Hacker News new | ask | show | jobs
by projectramo 2786 days ago
Hi mlucy,

I agree with what you're saying here. I just wonder how it would work in practice.

So imagine I have this monster text or image, and I want to know if it looks like another text or image.

I send each to Basilica, it gives me back two vectors and I compare the vectors.

I use the cosine of the vectors as a similarity score, and lets say it comes out to be 0.6.

However, I think this is too low, and I want to tweak my algorithm.

At this point, doesn't the question of how the vector was generated come to the front. Did you get rid of common words, how did you treat stems, and so on? Or did what biases did you introduce into training?

Furthermore, these questions come up right away, and they seem fundamental to whatever the main practice is.

In other words, can I even experiment or start without knowing how the word2vec works?

1 comments

You're definitely right that you sometimes need to know the exact details of how an embedding is produced, especially if you're doing cutting-edge work. That's one of the things we really need to improve documentation-wise. I'd like to have a page for each embedding that talks about how it's generated, what to watch out for while working with it, etc. etc.

I'm going to narrow in on the question of how to go about tweaking a model that uses an embedding, since I think it's a really interesting topic.

To use your first example, let's say you're doing the image similarity task. You probably wouldn't be computing the cosine distance on the embeddings directly. You'd probably normalize and then do PCA to reduce the number of dimensions to 200 or so.
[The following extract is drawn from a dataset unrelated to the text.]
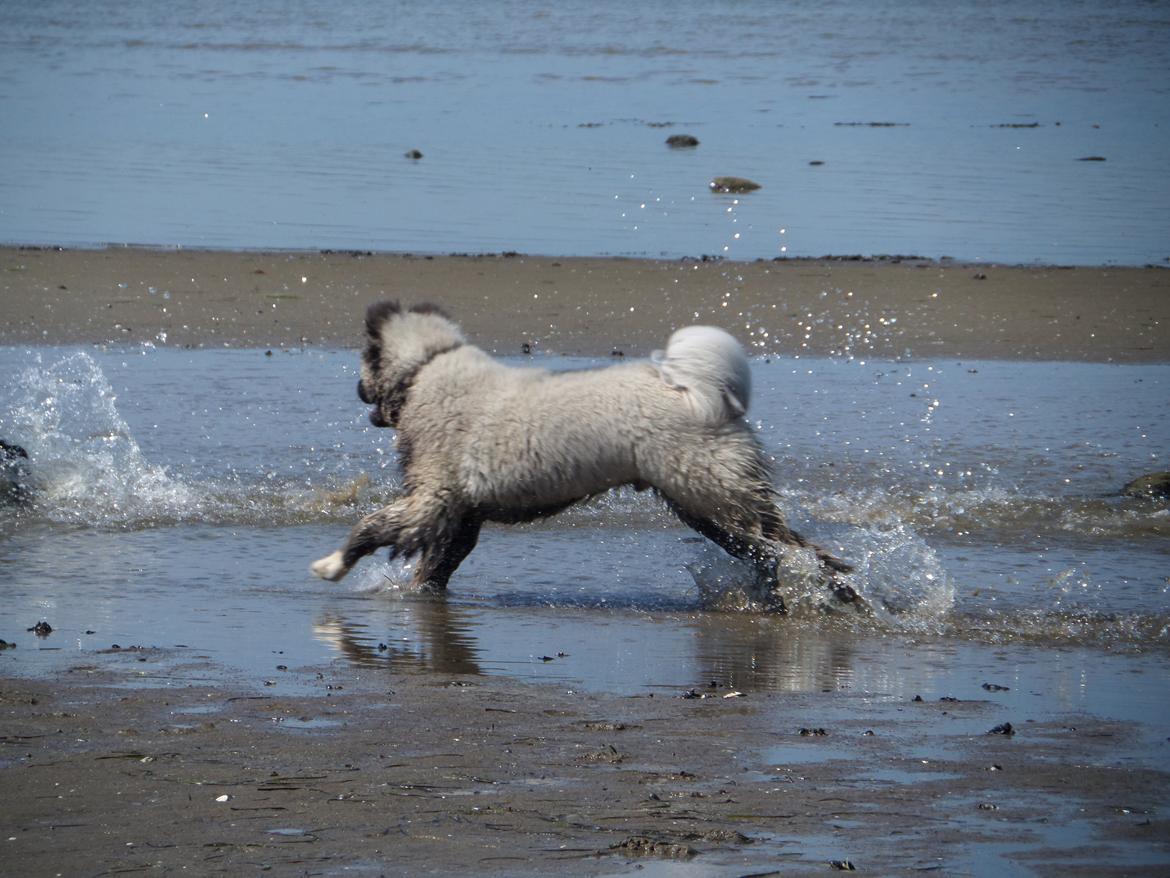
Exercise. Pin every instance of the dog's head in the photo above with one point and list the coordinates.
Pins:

If you weren't getting good results, you'd have a few options. You could fiddle with the normalization and PCA steps, which can have a big effect. You could also include other handcrafted features alongside the embedding. But let's say you have a fundamental problem, like your similarity score is paying too much attention to the background of your images rather than the foreground.

There are two major approaches to solving that sort of problem with embeddings: preprocessing or postprocessing. You could preprocess the images before embedding them to de-emphasize the backgrounds (e.g. by cropping more tightly to what you care about). You could also postprocess the embeddings. For example, you could label which of your images have similar backgrounds, and instead of naive PCA you could extract components that maximally explain variance while having minimal predictive power for background.

I definitely agree you should add more documentation to how the word vector model(s) is generated. Also you may want to have a set of models that the user can choose from. For example, Wikipedia is good for a general language use case. But something more technical, such as finance, SEC filings are a better data source.